Taj is a PhD student in Lincoln Stein’s lab at OICR studying computational biology and molecular genetics. He dedicated his master’s studies to exploring how machine learning – branch of artificial intelligence – could be harnessed for drug response prediction.

The result is MMDRP, a multi-modal drug response prediction program that was recently described in the journal Bioinformatics Advances.

MMDRP works by analyzing existing data on how certain tumours responded to certain drugs and then makes generalized predictions about how other drugs and tumours might interact based on their molecular makeup. The program uses ‘deep learning’, an advanced subtype of machine learning that processes information much like the human brain.

Taj found that many of the algorithms created to predict drug response used only one type of molecular information – just gene expression data or just mutational data, for example. But deep learning allowed Taj to incorporate multiple kinds of molecular data in his analysis.

“We observed that by combining different types of data that describe various facets of cellular biology, we generated better, more accurate predictions,” Taj said.

A powerful tool like MMDRP can help find drugs that are already on the market approved for treating a different disease that can be repurposed to treat cancer, Taj says. That can mean quicker access to new cancer treatments without having to develop a whole new drug.

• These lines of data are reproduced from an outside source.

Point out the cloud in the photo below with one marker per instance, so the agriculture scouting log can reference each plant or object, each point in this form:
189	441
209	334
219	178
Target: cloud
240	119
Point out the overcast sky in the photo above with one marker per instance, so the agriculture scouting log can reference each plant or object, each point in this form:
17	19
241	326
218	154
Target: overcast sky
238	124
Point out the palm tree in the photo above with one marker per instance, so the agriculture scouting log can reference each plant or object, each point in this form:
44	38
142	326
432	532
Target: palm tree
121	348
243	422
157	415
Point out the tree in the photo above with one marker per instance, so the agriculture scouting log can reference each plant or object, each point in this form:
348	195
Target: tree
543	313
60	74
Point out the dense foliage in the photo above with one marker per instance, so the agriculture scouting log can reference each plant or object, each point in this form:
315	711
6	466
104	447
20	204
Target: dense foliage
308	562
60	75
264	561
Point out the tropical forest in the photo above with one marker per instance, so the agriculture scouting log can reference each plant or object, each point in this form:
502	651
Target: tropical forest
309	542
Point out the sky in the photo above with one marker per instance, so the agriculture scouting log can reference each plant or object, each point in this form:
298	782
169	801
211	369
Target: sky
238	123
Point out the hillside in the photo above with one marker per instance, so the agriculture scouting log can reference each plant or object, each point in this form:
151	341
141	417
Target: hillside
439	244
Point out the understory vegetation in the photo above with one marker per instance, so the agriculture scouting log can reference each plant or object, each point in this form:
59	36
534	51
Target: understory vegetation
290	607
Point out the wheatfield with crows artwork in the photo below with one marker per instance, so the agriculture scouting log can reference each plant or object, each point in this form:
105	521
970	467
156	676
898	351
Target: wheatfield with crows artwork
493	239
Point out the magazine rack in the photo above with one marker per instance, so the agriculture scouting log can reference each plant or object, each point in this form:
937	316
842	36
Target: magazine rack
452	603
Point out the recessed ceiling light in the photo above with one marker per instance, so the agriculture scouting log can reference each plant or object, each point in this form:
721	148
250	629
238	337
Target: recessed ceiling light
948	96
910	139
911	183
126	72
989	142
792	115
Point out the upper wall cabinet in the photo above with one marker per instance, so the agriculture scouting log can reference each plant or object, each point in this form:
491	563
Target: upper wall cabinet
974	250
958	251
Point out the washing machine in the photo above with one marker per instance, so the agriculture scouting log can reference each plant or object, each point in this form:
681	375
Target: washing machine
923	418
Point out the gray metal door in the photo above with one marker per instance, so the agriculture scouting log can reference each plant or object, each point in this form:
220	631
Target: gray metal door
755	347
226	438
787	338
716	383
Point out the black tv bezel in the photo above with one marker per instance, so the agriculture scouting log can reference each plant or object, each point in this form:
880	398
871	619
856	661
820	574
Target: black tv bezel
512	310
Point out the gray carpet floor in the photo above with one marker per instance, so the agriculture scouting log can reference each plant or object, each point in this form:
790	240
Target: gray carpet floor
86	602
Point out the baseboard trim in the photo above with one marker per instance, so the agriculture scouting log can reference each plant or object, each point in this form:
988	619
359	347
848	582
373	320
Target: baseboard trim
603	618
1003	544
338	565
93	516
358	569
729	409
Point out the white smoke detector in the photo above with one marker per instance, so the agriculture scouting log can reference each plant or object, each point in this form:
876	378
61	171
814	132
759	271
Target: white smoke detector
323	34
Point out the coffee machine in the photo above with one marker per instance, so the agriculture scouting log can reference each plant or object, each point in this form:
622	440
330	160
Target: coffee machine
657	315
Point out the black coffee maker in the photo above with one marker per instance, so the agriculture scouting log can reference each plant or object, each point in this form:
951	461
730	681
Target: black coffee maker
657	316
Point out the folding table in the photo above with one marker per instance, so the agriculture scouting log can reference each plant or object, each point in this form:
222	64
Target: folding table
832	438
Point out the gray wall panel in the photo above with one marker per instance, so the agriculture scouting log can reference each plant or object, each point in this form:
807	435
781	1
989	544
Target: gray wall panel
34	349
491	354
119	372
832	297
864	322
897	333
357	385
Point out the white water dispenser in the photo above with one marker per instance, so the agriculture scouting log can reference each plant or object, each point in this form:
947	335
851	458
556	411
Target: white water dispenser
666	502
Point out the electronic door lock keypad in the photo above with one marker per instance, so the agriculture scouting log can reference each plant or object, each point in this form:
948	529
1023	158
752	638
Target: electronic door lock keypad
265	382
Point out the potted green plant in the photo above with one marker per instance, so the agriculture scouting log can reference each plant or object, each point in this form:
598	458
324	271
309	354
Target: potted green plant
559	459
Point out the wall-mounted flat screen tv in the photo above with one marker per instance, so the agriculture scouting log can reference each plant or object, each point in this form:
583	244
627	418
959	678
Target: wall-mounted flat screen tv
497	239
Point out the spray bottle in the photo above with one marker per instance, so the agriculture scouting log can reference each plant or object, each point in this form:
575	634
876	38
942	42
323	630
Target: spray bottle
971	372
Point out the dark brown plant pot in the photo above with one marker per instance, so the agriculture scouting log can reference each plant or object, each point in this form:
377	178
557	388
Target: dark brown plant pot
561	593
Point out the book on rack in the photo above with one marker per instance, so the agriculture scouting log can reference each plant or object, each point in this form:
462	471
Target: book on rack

Taj also found his algorithm could help identify the unique genetic features involved in the growth and spread of tumours. These kinds of genetic clues are called ‘biomarkers,’ and they can be critical to detecting, diagnosing and treating cancer. Through his research, Taj was able to identify potential biomarkers that may be relevant to breast cancer.

MMDRP is available open-source, and Taj encourages researchers to use it and explore ways to improve it. He hopes the program can ultimately be a valuable tool to support new discoveries in treating cancer.

“By performing these kinds of experiments in silico, or with computers, we can hopefully help focus wet lab experiments on more promising therapies and bring new, personalized treatment options to cancer patients,” he says.